Kasabanın yüzyıllık yalnızlık ve yüzyıllık sadakat öyküsü feodal zihniyetiyle merkeze bağlılığını, her fırsatta ispatlama ihtiyacı duyan diğer taraftan ayrılıkçı milliyetçilerin hain yargılarına da bedeller ve fidyeler ödeyerek sandığınız kadar size uzak değiliz mesajıyla bugünlere geldi.

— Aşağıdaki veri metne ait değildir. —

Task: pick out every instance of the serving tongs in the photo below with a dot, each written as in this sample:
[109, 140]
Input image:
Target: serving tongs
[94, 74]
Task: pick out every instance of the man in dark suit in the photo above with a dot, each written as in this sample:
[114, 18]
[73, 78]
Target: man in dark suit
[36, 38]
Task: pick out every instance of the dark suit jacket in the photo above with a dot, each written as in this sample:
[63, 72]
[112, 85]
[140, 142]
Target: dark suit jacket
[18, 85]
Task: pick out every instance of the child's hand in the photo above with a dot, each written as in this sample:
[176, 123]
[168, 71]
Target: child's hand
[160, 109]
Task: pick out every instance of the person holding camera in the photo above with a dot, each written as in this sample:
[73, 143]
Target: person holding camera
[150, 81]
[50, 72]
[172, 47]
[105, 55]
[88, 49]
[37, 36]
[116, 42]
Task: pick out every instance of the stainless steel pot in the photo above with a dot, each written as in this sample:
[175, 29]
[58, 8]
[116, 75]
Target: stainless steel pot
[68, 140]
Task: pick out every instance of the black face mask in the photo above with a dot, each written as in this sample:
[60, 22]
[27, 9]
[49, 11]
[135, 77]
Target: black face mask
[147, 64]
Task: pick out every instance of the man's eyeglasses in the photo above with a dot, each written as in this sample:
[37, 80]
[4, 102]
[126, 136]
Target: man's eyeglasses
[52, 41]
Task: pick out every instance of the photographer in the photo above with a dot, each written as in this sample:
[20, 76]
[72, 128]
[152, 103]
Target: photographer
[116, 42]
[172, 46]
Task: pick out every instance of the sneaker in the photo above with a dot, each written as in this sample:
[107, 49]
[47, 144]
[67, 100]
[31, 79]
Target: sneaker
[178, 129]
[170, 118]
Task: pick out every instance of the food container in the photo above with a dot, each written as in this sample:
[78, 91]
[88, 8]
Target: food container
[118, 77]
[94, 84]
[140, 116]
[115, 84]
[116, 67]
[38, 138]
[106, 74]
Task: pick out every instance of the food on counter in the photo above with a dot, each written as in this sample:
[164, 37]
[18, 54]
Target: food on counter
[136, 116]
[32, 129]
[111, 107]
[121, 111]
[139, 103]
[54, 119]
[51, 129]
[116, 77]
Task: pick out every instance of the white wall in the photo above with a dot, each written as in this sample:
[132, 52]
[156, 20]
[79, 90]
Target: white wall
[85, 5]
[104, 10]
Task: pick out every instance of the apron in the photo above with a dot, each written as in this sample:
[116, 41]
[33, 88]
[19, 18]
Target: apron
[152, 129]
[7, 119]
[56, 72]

İşler her zaman planladığı gibi gitmez!
Başkan Silvian Sargent Marche çocukluk hatıralarından, büyük babasının İl Duce büyük İtalyan çıkarması esnasında 1902 de Trablusgarp çatışmaları esnasında Türk komutan Cemal paşadan duyduğunu söylediği sözlerini anımsadı. “ Evdeki hesap çarşıya uymaz”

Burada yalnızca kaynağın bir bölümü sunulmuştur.